Die Welt ist in den letzten Jahren eine andere geworden. Eine der am häufigsten übersehenen Veränderungen ist, dass Unternehmen ihr Kapital jetzt anders nutzen. Wie beim Cholesterin konnten wir es uns früher vielleicht leisten, nicht darauf zu achten. Aber jetzt, wo der Markt-zyklus in die Jahre kommt, könnte das unklug sein.

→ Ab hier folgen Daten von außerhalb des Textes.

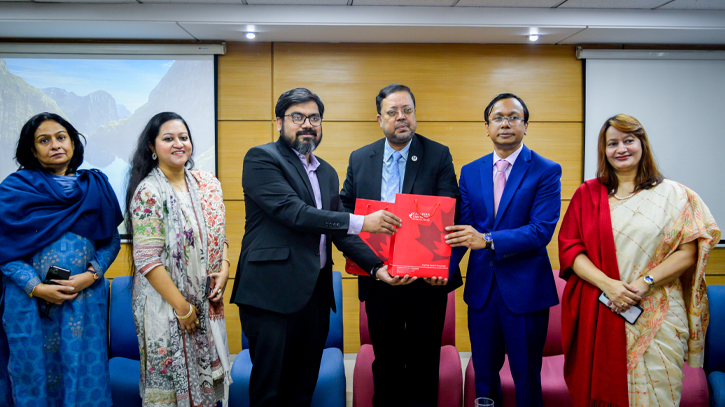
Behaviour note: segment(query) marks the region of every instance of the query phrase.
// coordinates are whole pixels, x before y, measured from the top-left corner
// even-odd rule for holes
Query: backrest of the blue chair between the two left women
[[[131,294],[133,277],[122,276],[113,279],[109,301],[109,350],[111,357],[139,360],[138,336],[133,321]]]

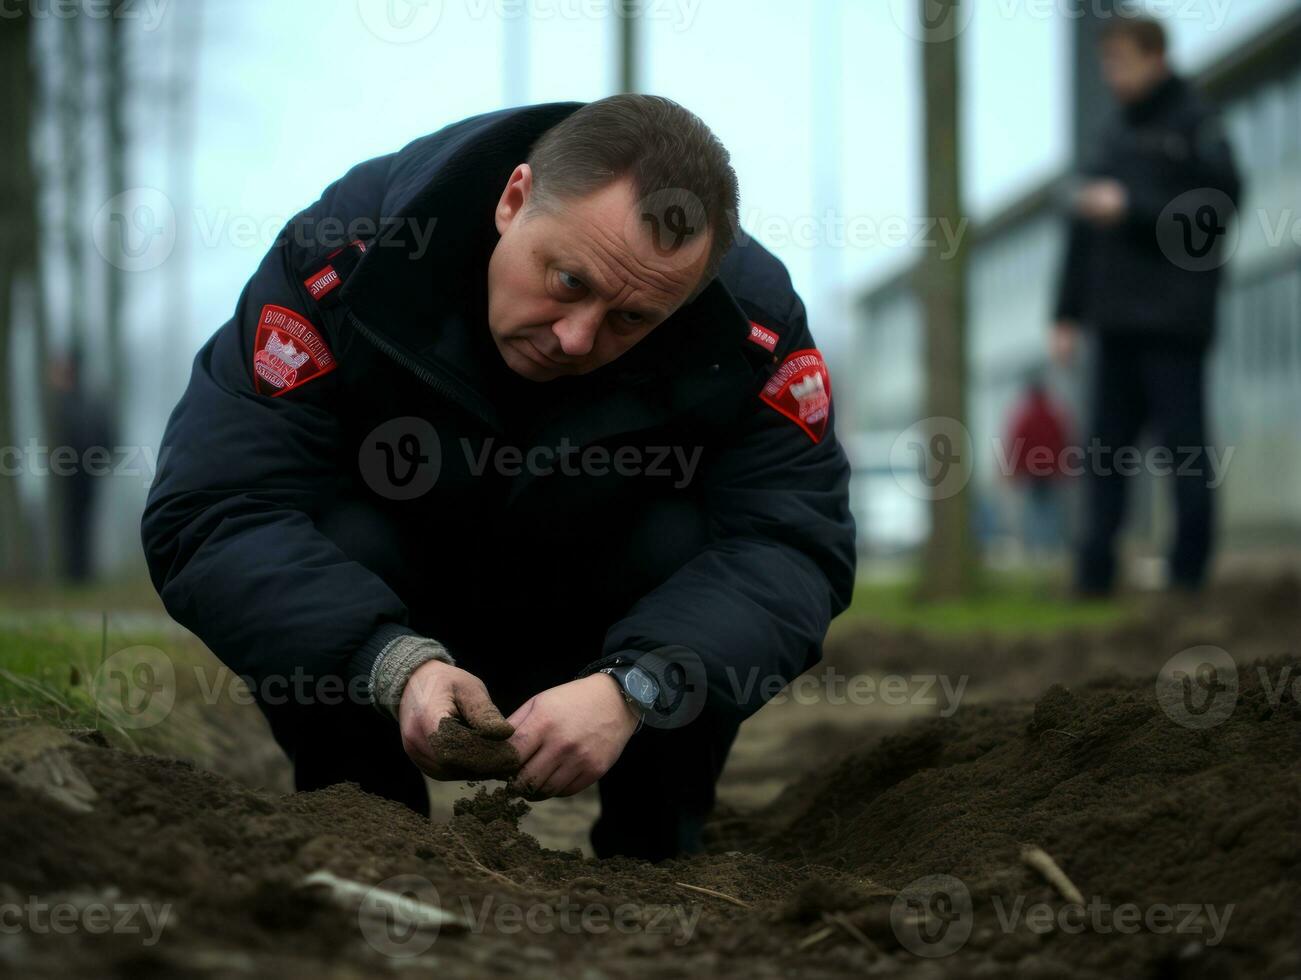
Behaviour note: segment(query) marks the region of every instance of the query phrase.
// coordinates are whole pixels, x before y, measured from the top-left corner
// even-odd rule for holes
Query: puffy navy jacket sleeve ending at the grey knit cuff
[[[347,357],[346,338],[302,285],[288,230],[234,318],[194,359],[167,423],[141,535],[168,613],[233,670],[259,685],[343,678],[347,695],[367,701],[377,653],[412,631],[398,596],[312,522],[338,484],[341,372],[278,396],[262,393],[254,375],[267,305],[306,319],[336,363]]]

Am Ende werden die Wertpapierkurse die Unternehmenserträge abbilden und nicht die Schlagzeilen. Die Einzelwerterträge dürften dann wesentlich stärker streuen als in den letzten Jahren. Deshalb, so glauben wir, wird Finanzberatung bald sehr viel wichtiger sein als in den Jahren nach 2008.

 

Die hier dargestellten Meinungen sind die des Autors/der Autoren und können sich jederzeit ändern. Sie dienen ausschließlich Informationszwecken und dürfen nicht als Empfehlung zum Kauf von Wertpapieren, Aufforderung oder als Anlageberatung verstanden werden. Prognosen sind keine Garantien. Die Wertentwicklung der Vergangenheit ist keine Garantie für künftige Ergebnisse.